When Menopause Crashed the Party
Through sheer bloody-mindedness, I kept my weight in check… until perimenopause hit at 40. Then? Boom. Five stone gained almost overnight. HRT stopped the runaway train, but losing it? Impossible.
To shift even a pound, I had to eat under 1,000 calories a day. Cue migraines so brutal I couldn’t get out of bed. Meanwhile, my bloodwork was painting a grim picture: pre-diabetes, fatty liver disease, and my hair thinning by the month.
Enter: Mounjaro
In March 2025, I started GLP-1 medication (Mounjaro). Day one was a revelation. For the first time in my life, I wasn’t battling sugar spikes.
I didn’t realise how not normal I’d felt until suddenly, I felt normal. My finely tuned nutrition habits finally had backup, and the weight started shifting. By June, I was down nearly three stone.

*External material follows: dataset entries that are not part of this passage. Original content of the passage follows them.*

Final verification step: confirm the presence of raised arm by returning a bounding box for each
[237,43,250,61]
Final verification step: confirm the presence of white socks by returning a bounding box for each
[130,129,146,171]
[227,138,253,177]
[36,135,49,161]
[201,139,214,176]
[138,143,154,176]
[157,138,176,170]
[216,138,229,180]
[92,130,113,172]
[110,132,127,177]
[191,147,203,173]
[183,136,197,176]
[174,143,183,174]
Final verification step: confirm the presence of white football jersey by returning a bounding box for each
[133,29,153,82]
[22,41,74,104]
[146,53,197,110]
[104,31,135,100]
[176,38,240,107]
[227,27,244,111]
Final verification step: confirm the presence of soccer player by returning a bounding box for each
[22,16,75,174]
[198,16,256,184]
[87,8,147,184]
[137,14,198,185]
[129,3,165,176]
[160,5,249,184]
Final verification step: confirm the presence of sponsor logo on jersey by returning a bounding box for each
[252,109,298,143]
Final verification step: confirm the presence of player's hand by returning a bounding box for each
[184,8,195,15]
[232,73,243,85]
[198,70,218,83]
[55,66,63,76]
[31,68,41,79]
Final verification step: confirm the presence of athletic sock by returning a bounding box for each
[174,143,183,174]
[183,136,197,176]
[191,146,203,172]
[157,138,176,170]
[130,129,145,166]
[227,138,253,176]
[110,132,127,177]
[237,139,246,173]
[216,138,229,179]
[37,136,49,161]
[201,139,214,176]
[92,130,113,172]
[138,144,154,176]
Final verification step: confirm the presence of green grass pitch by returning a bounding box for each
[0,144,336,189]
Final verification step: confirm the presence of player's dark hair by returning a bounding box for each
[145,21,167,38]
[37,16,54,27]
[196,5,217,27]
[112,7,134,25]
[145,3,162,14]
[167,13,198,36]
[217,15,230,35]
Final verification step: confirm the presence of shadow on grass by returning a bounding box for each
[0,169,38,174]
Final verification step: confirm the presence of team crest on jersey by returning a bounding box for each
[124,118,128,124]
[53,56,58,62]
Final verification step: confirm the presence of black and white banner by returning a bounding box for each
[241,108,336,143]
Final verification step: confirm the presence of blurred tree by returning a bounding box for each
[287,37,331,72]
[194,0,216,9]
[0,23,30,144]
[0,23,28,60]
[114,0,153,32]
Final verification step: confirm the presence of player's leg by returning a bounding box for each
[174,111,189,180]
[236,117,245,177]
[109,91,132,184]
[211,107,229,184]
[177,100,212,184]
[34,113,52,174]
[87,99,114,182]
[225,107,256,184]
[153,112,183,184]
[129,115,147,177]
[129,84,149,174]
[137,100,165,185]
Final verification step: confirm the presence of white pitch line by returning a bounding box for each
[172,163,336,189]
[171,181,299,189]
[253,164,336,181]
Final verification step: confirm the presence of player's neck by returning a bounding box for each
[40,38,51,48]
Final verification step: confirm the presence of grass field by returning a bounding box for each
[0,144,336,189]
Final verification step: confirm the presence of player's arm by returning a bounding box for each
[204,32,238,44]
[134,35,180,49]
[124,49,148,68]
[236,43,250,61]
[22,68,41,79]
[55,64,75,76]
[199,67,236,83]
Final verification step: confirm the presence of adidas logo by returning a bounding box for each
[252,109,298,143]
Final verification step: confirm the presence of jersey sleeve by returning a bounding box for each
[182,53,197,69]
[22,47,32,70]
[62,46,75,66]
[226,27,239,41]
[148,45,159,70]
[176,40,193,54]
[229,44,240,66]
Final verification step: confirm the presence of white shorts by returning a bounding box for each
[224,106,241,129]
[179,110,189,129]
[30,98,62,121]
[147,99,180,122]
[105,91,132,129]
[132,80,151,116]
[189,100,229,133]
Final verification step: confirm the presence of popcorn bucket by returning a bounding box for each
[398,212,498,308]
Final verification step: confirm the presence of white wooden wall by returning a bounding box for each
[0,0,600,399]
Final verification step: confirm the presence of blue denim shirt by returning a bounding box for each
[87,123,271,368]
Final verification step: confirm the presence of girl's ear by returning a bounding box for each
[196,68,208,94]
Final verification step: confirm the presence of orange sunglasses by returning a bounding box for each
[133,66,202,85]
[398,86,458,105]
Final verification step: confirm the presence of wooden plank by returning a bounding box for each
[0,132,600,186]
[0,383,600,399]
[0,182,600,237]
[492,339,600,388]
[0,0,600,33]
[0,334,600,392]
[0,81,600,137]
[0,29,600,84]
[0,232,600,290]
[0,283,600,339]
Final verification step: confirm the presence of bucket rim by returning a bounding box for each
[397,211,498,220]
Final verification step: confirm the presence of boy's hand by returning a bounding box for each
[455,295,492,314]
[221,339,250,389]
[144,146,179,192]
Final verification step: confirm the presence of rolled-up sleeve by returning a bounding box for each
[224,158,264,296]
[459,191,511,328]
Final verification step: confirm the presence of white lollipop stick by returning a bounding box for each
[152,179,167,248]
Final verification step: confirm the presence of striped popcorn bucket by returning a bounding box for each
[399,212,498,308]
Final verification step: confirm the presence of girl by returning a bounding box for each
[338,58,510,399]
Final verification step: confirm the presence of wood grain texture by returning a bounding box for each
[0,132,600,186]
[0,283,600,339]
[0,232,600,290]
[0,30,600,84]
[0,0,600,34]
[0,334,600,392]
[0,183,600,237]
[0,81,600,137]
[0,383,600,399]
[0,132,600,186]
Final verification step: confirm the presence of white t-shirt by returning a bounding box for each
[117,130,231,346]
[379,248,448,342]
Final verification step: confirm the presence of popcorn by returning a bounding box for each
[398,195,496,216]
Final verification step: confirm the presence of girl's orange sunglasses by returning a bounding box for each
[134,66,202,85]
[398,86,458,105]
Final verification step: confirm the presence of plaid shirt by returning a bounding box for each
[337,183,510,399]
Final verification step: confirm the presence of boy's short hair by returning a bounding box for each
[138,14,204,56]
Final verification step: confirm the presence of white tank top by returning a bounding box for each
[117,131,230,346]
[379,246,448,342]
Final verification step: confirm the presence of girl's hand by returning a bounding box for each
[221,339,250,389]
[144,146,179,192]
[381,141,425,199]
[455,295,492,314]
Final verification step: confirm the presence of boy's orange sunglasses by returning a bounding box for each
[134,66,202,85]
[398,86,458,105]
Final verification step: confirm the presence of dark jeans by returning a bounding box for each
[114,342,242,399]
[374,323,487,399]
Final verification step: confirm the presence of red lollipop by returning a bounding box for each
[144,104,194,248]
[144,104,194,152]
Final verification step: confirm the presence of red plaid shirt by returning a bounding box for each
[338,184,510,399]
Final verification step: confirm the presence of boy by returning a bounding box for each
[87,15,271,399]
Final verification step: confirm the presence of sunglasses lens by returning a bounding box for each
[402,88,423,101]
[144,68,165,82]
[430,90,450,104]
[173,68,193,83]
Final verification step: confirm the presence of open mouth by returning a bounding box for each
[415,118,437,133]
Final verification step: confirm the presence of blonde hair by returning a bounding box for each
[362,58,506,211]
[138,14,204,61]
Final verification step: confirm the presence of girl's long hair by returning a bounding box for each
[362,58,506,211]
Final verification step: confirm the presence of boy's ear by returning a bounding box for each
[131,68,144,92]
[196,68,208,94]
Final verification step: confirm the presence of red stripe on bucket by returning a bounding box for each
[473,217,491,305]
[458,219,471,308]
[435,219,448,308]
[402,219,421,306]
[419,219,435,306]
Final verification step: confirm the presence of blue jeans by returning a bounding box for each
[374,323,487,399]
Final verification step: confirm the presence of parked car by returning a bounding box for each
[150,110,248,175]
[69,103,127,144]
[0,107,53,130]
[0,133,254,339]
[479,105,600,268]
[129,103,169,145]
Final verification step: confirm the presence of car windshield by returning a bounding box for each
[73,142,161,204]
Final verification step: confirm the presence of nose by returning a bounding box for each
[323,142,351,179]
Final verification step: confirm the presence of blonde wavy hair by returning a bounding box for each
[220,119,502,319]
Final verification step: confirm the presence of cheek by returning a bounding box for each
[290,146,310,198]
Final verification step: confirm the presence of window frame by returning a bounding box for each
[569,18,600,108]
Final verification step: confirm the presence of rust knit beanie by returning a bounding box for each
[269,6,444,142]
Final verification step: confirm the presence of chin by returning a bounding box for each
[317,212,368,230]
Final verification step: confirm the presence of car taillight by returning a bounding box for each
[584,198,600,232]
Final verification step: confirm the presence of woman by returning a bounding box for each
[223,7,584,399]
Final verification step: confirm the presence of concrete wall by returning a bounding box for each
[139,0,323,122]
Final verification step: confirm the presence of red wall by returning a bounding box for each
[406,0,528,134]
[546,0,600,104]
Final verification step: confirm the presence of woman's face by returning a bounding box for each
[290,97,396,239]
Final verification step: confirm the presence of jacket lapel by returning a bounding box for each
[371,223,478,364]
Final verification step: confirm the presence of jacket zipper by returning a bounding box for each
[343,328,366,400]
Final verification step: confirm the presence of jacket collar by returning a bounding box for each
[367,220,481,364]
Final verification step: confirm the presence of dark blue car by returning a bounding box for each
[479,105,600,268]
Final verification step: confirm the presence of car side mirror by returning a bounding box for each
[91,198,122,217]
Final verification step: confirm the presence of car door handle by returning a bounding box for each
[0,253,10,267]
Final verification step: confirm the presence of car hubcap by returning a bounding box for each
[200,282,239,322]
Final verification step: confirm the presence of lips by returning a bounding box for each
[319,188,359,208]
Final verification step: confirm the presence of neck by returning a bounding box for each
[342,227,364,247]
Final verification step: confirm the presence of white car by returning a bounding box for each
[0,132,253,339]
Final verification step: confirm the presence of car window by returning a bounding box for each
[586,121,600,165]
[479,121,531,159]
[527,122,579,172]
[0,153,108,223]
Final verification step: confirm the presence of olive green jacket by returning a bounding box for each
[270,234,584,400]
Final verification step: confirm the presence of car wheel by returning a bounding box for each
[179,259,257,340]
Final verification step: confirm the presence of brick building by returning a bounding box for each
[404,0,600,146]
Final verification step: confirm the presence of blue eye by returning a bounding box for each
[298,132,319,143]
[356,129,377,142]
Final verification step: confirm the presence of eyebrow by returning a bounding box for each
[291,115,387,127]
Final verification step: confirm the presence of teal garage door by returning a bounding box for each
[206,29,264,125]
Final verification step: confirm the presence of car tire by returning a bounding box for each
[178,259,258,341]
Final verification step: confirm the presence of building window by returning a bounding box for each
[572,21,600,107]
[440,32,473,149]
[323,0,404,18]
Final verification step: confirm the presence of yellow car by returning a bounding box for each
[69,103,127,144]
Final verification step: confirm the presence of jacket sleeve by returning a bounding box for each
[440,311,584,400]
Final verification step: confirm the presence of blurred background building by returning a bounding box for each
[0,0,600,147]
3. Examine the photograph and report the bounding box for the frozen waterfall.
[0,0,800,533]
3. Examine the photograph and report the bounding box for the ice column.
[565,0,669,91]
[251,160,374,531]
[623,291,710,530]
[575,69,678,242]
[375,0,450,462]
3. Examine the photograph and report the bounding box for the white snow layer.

But the cruel twist? My hair loss sped up too.
The Wig Decision
When I was first told I had androgenetic hair loss in my 20s, I made myself a promise: no “ageing gracefully,” no going quietly.
If I had to live with a hormonal condition that modern medicine can’t fix, then I was damn well going to have fun with it.
So here we are.
Wigs aren’t a last resort, they’re a rebellion. They’re me taking control, finally getting to play with hairstyles I never had the luxury of growing myself. They’re glitter, drama, choice.
And I’m not hiding it.
Why I’m Speaking Up
The behind-the-scenes war with PCOS has always been invisible. Doctors didn’t see it. Friends didn’t see it. Society only saw the weight, judged my body, and assumed laziness. Hair loss? That’s the one visible clue.
But wigs? Wigs are loud. Wigs start conversations.
So I’m wearing them proudly, not just because I want fabulous hair, but because I want to break the silence around PCOS, around women’s hair loss, around how little support we’re given.
I’ve paid out of pocket for every nutritionist who’s helped me. The NHS offered nothing but dismissiveness. And yet here I stand.
Blood, sweat, tears, wigs, and all.
This isn’t just hair. This is my story, my battle, my crown.